The other misconception is that the trolley problem is due to outbreaks of flu or the vomiting bug. The latter place extra strains on the system but the problem with bed capacity is year round in nature. It is not related to significant seasonal variations, other than during holiday periods when elective surgery slows down and more beds become available.
I re-emphasise that overcrowding is not due to the number of attendances at accident and emergency departments. The number of attendances per 1,000 of population in Ireland is similar to that in the UK. During the past five years, the UK spent a large amount of money on developing minor injury units, walk-in centres, out-of-hours GP co-operatives and NHS Direct. None of these has been shown to have made a significant impact on emergency department workloads. The recent Tribal Secta report confirmed that in Galway, where I work, the establishment of the Westdoc GP co-operative two years ago had no significant impact on accident and emergency department attendances.
The problem involves a lack of acute inpatient beds. There are three acute beds per 1,000 of population in Ireland. The UK figure is 3.5 beds and the OECD average is 4.1. To match the UK figure, we require 2,000 extra beds. To meet the OECD average, 4,000 new beds will be needed. In her report on acute hospital bed capacity in 2002, Dr. Mary Codd recommended the creation of 3,000 new beds. She stated that even if we increased efficiencies by 30%, we would still need 3,000 new beds. Internationally, it has been shown that the problem is based on bed occupancy. Once bed occupancy rates exceed 85% — the hospital in which I work runs at a 94% rate — there will regularly be days when there will not be enough beds for emergency admissions.

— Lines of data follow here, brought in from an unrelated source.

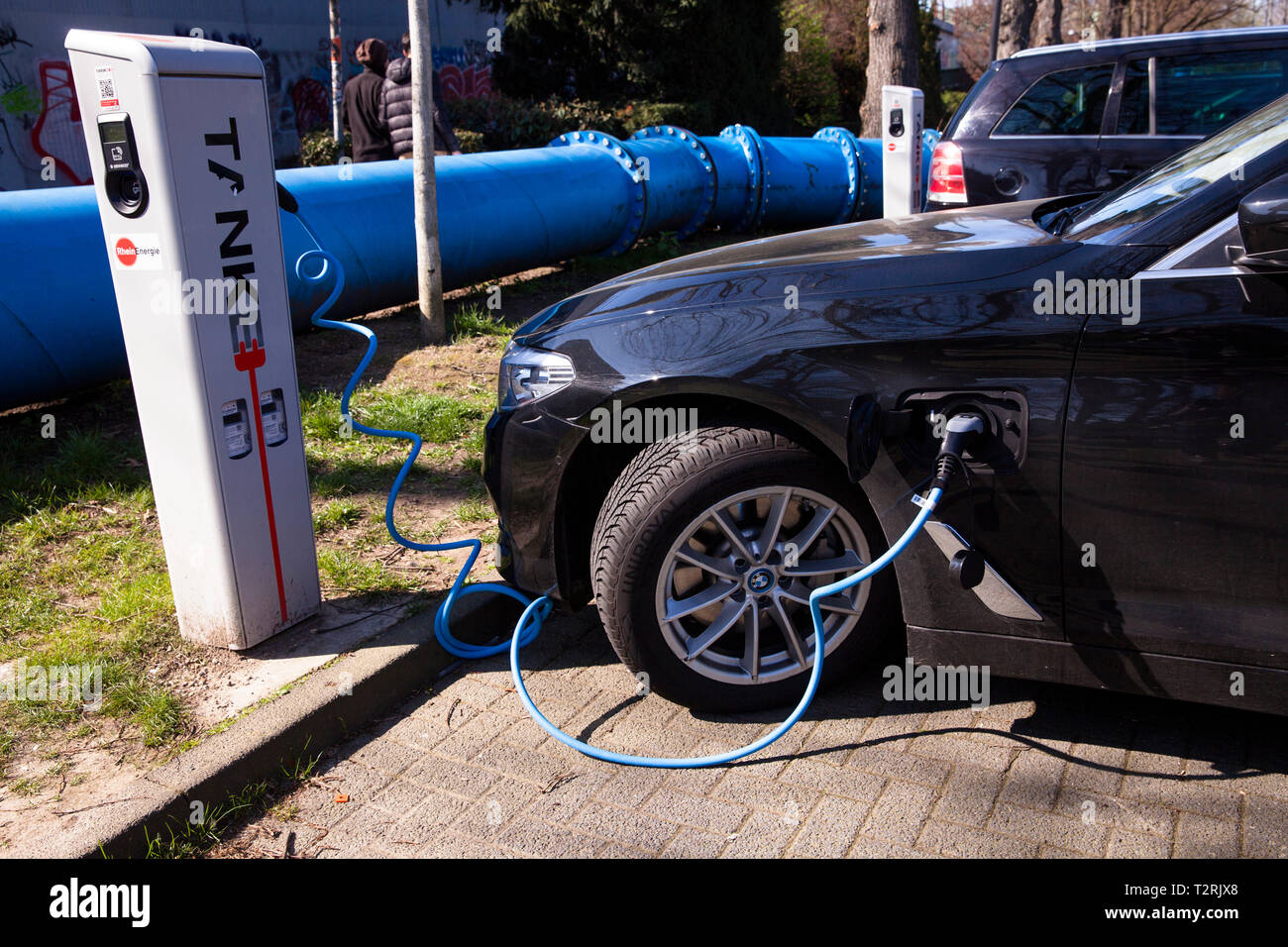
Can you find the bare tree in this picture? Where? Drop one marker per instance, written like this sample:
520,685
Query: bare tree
893,44
1116,12
1013,33
1047,24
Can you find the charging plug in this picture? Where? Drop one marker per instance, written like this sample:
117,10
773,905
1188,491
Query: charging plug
958,434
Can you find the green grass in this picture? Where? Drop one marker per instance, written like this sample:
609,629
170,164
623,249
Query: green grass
198,835
473,320
336,515
477,509
156,711
343,570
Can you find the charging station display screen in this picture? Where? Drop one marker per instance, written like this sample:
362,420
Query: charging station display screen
112,132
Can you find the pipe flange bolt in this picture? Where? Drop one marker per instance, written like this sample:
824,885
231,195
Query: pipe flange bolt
758,193
695,147
849,145
627,161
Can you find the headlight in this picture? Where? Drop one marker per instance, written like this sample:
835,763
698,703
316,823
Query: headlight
531,373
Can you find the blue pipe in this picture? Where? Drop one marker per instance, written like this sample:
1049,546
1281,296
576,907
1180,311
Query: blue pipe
498,213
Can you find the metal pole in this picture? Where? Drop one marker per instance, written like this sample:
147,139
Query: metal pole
429,270
336,78
997,25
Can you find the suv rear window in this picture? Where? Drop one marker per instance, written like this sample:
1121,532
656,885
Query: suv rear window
1197,94
1069,102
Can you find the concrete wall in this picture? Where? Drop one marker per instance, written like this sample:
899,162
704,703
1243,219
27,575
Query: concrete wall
40,136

What is the solution? The first part of the solution is to accept that the cause of the problem is that there are not enough beds in the acute system. Everybody seems to be shying away from that. One can tinker around the edges and try to divert people from hospitals, but the vast majority of these patients required admission. On Tuesday morning, 28 patients were on trolleys in the accident and emergency department at UCHG. After the post-take ward round by two consultant physicians, which was completed by 10 a.m., no patients were fit for discharge and the vast majority required acute hospital beds.

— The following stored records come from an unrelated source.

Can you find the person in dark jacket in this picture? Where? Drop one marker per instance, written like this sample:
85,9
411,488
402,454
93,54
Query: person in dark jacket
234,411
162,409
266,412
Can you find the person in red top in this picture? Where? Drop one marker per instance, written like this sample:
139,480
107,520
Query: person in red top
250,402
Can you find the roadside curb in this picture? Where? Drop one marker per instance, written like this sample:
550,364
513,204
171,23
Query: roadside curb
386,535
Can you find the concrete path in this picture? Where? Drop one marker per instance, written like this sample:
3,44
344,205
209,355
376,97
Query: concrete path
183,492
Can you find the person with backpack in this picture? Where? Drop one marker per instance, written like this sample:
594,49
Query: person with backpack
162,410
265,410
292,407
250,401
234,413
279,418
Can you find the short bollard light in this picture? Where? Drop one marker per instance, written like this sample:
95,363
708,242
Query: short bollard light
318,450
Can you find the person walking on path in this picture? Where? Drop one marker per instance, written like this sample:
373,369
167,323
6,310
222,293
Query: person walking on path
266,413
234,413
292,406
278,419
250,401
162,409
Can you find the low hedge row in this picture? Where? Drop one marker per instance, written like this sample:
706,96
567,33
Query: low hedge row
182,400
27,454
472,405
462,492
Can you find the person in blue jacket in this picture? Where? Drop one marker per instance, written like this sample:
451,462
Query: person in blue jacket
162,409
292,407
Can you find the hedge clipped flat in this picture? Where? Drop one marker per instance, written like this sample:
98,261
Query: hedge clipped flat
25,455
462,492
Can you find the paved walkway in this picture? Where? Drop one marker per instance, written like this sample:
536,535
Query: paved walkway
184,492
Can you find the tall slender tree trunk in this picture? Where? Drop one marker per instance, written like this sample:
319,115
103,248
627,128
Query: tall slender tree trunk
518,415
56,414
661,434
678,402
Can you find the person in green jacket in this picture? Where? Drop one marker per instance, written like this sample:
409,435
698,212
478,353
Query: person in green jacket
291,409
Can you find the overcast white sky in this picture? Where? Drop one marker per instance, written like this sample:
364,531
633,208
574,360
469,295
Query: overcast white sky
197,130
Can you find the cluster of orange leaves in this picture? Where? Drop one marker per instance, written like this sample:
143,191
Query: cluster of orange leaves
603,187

We must accept the cause of the problem and apply a policy of zero tolerance in respect of trolley waits in emergency departments. We accepted one person on a trolley, then two and then three. The general manager of a hospital must be responsible and accountable for trolley waits. Resources must be allocated towards solving this problem. Fundamentally, we need an increase in beds and relative capacity to reduce our occupancy rate to below the accepted international norm of 85%.
Much debate has taken place on whether we have a total or relative lack of hospital beds. If an 85 year old lady needs admission to a hospital bed, it is irrelevant whether that lack is total or relative. Not having a bed available for her at that time means we, as a society, have failed her. I thank the committee.